Monday, May 10, 2021

756 - All the Sons of Eber

Spirituality Column #756

May 11, 2021

Common Christianity / Uncommon Commentary

All the Sons of Eber

By Bob Walters

“Sons were also born to Shem …  the ancestor of all the sons of Eber.” Genesis 10:21

I’m a Christian so it should make sense that I spend most of my Bible-reading time reading about Jesus Christ in the New Testament.  It’s my happy place.

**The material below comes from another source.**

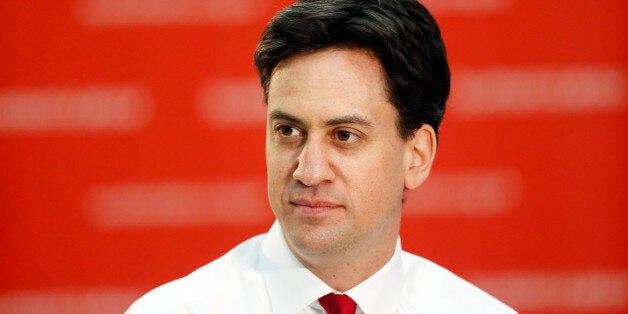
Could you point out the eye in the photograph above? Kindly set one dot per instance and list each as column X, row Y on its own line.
column 346, row 136
column 287, row 130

As it happens, these days I’m spending a lot of time in the Old Testament (OT) preparing a weekly Thursday Bible lesson, “Genesis to Jesus.”  One can find Christ, Christian lessons, and Christian metaphors anywhere in the Bible.  God’s righteousness never wavers, and I’ve been sneaking a lot of what I’ve learned into these columns.

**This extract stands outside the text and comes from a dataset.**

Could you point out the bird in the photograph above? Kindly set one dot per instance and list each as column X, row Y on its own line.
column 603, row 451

Recently a Christian friend asked a more pointed question about OT lore, “When did Judaism enter history?”  My kneejerk response was that I supposed it would have been with Jacob, renamed “Israel” after he “wrestled” with God (Genesis 32:48), and fathered the twelve tribes of Israel nearly 4,000 years ago.  But that would mean Jacob’s father Isaac, and his father Abraham – the Father of Judaism – were not actually Jews.  Hmmm.  So, I did the modern thing and Googled it: When, and Who?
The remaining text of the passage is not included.